Dhaka (Dacca) is the capital city and the industrial, commercial and administrative center of the People’s Republic of Bangladesh, with flourishing trade in cotton saris, jute products, rope, string, baskets and boats.
Dhaka is located on a channel of the Dhaleswari River, in the heart of the world’s largest jute-growing region. Between Dhaka and its nearby river port of Narayanganj lies Bangladesh’s greatest industrial concentration.
The city is divided into three distinct sections:
An old area of narrow streets and bazaars.
A modern part, called Ramna, with government, tourist, and cultural facilities.
A residential and industrial community north and west of Ramna.
Dhaka’s history dates back to around A.D. 1,000, but the city achieved glory as the 17th -century Mughal capital of Bengal. English, French, and Dutch industrialists set up factories there in the 17th and 18th centuries, and Dhaka passed under British rule in 1765. After the partition of British India, and the independence of Pakistan, in 1947, Dhaka became the administrative capital of East Pakistan, and later, in December 1971, the capital of Bangladesh (formerly East Pakistan).
Bayt ul-Mukarram mosque (founded in Dhaka in 1962)
Islamic Heritage in Dhaka:
Star Mosque, locally known as Tara Masjid , is a mosque located in Dhaka, Bangladesh. It is situated at the Armanitola area of the old part of the city. The mosque has ornate designs and is decorated with motifs of blue stars. It was built in the first half of the 19th century.
Built in the Mughal style in the late 18th century, this mosque was originally a simple rectangular mosque, measuring 33′ x 11′ with three doorways on the east façade (main façade) and one on the north wall and another on the south wall. Three domes crowned the mosque, the central one being the larger. Towers accented the corners and the façades displayed plastered panel decoration.

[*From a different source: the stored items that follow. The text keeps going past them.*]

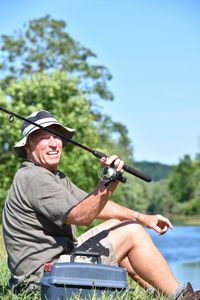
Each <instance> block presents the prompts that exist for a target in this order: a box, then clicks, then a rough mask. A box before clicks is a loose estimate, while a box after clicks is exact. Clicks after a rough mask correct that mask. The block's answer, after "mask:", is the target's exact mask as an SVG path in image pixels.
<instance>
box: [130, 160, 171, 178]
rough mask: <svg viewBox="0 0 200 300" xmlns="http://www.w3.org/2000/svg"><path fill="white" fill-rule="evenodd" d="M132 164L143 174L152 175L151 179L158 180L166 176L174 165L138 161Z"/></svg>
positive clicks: (169, 172)
mask: <svg viewBox="0 0 200 300" xmlns="http://www.w3.org/2000/svg"><path fill="white" fill-rule="evenodd" d="M134 166H135V167H136V168H137V169H139V170H140V171H142V172H143V173H144V174H146V175H149V176H151V177H152V179H153V181H159V180H162V179H165V178H167V176H168V175H169V173H170V172H171V171H172V169H173V167H174V166H169V165H165V164H161V163H158V162H148V161H138V162H135V163H134Z"/></svg>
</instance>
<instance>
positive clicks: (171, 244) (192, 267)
mask: <svg viewBox="0 0 200 300" xmlns="http://www.w3.org/2000/svg"><path fill="white" fill-rule="evenodd" d="M149 233H150V235H151V236H152V239H153V240H154V242H155V244H156V245H157V247H158V248H159V249H160V251H161V252H162V253H163V254H164V256H165V257H166V259H167V261H168V263H169V265H170V267H171V269H172V271H173V272H174V274H175V275H176V277H177V279H178V280H180V281H181V282H186V281H190V282H191V283H192V285H193V286H194V288H195V289H200V227H199V226H175V227H174V229H173V230H169V231H168V232H167V234H165V235H163V236H159V235H158V234H156V233H155V232H154V231H152V230H150V231H149Z"/></svg>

In early 20th century, a local businessman, financed the renovation of the mosque and added a new eastern verandah. The surface was redecorated with Chinitikri work (mosaic work of broken China porcelain pieces), a decorative style that was popular during the 1930s. The mosque, which previously lacked any historical significance, is one of the few remaining architectural example of the Chinitikri (Chinese pieces) method of mosaic decoration. This decorative technique is found in the striking star motif that is in part the reason for the mosque’s current acclaim and popular name, Star Mosque or Sitara Masjid.
In 1987, the Ministry of Religious Affairs to make additions to the prayer hall, which was extended to include two more domes.
Lalbagh Fort In Dhaka
The fort of Aurangabad, popularly known as the Lalbagh Fort, was built in 1678 AD. The fort has a three storied structure with slender minarets at the South Gate. It has many hidden passages and a mosque of massive structure. Outstanding among the monuments of the Lalbagh Fort are the Tomb and Audience room and Hummam (bathing place), now housing a museum.

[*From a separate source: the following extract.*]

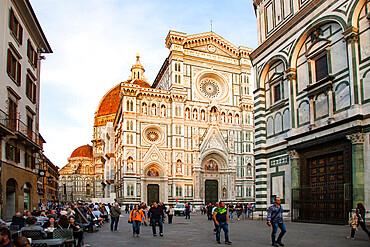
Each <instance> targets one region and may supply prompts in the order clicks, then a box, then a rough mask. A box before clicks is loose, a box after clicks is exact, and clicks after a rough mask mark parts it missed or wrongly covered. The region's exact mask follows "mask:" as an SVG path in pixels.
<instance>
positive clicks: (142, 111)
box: [141, 102, 148, 115]
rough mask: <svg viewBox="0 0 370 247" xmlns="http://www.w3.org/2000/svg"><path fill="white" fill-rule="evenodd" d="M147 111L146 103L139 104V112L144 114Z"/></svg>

The fort was the scene of bloody battle during the first war of independence (1857) when 260 spays stationed here backed by the people revolted against British forces. It is one of the great historical places of Mughal era.

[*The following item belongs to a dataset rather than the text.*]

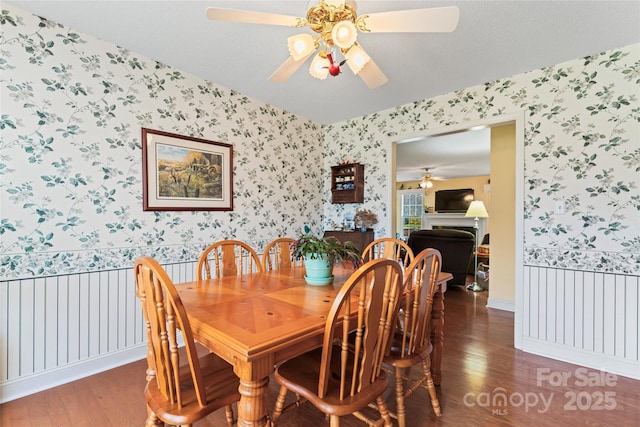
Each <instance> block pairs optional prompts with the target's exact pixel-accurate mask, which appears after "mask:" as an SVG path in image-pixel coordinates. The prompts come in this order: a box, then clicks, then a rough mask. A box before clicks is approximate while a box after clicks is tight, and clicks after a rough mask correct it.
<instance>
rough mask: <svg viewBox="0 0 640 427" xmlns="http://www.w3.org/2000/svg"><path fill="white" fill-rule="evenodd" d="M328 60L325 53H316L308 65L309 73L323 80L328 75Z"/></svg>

A small museum is there in this fort where you will find the clothes and weapons of the Mughols.
The capital city Dhaka predominantly was a city of the Mughals. In hundred years of their vigorous rule successive Governors and princely Viceroys who ruled the province, adorned it with many noble monuments in the shape of magnificent places, mosques, tombs, fortifications and ‘Katras’ often surrounded with beautifully laid out gardens and pavilions.
Among these, few have survived the ravages of time, aggressive tropical climate of the land and vandal hands of man. But the finest specimen of this period is the Aurangabad Fort [commonly known as Lalbagh Fort], which indeed represents the unfulfilled dream of a Mughal Prince. It occupies the southwestern part of the old city, overlooking the Buriganga on whose northern bank it stands as a silent sentinel of the old city. Rectangular in plan, it encloses an area of 1082′ by 800′ and in addition to its graceful lofty gateways on southeast and northeast corners and a subsidiary small unpretentious gateway on north, it also contains within its fortified perimeter a number of splendid monuments, surrounded by attractive garden. These are a small 3-domed mosque, the mausoleum and the Hammam and Audience Hall of the Governor.
The main purpose of this fort was to provide a defensive enclosure of the palatial edifices of the interior and as such was a type of palace-fortress rather than a siege fort.
Ahsan Manzil in Dhaka
Ahsan Manzil was the official residential palace and seat of the Dhaka Nawab Family. This magnificent building is situated at Kumartoli along the banks of the Buriganga River in Dhaka, Bangladesh.
The construction of this palace was started in the year 1859 and was completed in 1869. It is constructed in the Indo-Saracenic Revival architecture.
To preserve the cultural and history of the area, the palace became the Bangladesh National Museum on 20 September 1992.